At the funeral, we meet her four adopted sons, two black, two white. She was a foster mother all of her life, and these were the only four she couldn't find homes for: Bobby (Mark Wahlberg), Angel (Tyrese Gibson), Jeremiah (Andre Benjamin) and Jack (Garrett Hedlund). Bobby is the oldest, the natural leader, the one with a temper. Angel is the player with a hot babe (Sofi Vergara). Jeremiah is a success; he's married (to Taraji P. Henson), has a family, is involved in real estate deals. Jack is a rock-and-roller.
They all have the name Mercer and they all consider Evelyn their mom, but they grew up on mean streets and have not spent a lot of time getting all sentimental about being "brothers." That begins to change at the funeral, when they wordlessly agree that their mother's death requires some kind of action. Jeremiah, the businessman, observes: "The people who did this are from the same streets we're from. Mom would have been the first to forgive them." True of Mom, not true of them.
This story is inspired by Henry Hathaway's "The Sons of Katie Elder" (1965), unseen by me but cited by my fellow critic Emanuel Levy. (I am awed by the number of films I have seen, and awed by the number I have not seen.) At first it looks like an open-and-shut case: Witnesses saw two gang-bangers walk in and blast the store owner. Mom was a bystander, shot in cold blood. But as the brothers look at the tape from the security camera, they're struck by how ruthlessly she was murdered; they turn up evidence suggesting maybe there was something more to this killing. As long as we're talking about the influence of old movies, a crucial clue in "Four Brothers" involves when the lights are turned off on a basketball court; I was reminded of the almanac in John Ford's "Young Mr.
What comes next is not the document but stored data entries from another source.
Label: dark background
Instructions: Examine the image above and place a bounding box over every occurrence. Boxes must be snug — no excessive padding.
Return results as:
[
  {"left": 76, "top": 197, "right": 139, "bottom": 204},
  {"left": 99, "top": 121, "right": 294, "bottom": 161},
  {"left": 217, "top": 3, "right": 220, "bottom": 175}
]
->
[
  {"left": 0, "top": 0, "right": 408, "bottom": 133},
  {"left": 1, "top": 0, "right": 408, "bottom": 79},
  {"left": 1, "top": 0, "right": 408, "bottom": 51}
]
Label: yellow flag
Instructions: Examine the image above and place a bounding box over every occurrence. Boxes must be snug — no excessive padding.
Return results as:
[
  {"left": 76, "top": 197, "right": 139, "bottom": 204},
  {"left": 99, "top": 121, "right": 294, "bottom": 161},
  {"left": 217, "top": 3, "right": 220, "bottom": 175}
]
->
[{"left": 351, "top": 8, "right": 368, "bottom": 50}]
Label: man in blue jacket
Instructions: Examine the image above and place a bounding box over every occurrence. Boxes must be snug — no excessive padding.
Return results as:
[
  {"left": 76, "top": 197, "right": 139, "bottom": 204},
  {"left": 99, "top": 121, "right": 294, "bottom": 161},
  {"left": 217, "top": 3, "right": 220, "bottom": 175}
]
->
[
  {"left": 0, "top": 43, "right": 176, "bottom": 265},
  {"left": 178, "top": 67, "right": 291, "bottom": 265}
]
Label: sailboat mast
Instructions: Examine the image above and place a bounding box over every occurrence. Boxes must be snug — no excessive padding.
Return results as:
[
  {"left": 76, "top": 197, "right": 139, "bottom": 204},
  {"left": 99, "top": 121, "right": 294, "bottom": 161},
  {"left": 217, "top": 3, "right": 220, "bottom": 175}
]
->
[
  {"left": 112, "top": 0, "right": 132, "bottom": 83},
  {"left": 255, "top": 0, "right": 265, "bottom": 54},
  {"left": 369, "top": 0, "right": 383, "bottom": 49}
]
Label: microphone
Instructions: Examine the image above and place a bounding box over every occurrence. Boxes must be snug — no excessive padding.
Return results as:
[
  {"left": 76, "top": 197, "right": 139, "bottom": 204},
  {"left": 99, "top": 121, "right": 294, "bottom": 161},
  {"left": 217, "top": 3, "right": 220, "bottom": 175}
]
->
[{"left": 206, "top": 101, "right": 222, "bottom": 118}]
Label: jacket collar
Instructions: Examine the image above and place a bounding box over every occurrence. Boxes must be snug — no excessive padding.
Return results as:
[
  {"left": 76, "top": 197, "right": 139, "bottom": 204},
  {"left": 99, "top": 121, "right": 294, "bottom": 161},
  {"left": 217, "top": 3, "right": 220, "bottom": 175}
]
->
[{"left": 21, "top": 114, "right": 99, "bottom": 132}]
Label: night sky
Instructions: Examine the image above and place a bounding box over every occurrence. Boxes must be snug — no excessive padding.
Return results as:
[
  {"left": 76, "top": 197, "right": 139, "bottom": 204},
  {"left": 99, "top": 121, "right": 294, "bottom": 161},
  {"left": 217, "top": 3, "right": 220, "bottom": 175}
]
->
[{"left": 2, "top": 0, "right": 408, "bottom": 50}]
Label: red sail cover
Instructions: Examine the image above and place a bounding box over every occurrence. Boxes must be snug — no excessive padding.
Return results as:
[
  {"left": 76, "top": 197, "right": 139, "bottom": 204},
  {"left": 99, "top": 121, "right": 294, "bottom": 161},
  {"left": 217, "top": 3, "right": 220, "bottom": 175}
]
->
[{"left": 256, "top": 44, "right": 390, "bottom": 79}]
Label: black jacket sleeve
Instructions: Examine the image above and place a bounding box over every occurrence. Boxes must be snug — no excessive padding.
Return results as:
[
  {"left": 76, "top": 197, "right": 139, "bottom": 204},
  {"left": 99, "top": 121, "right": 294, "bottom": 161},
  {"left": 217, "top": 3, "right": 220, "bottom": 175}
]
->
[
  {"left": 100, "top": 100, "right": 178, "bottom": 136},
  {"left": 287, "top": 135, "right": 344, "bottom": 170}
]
Lincoln" (1939) that provides the phases of the moon.
I won't describe the rest of the plot, which unfolds like a police procedural, but I will note a nice touch involving the way Jeremiah looks guilty for a moment simply because he is successful and generous. And I'll mention the key supporting characters. Terrence Howard and Josh Charles play the two cops on the case, and Chiwetel Ejiofor ("Dirty Pretty Things"), who is one of the nicest men alive, plays one of the meanest men in Detroit. He's a crime boss whose methods for humbling his underlings pass beyond mere cruelty into demented ingenuity.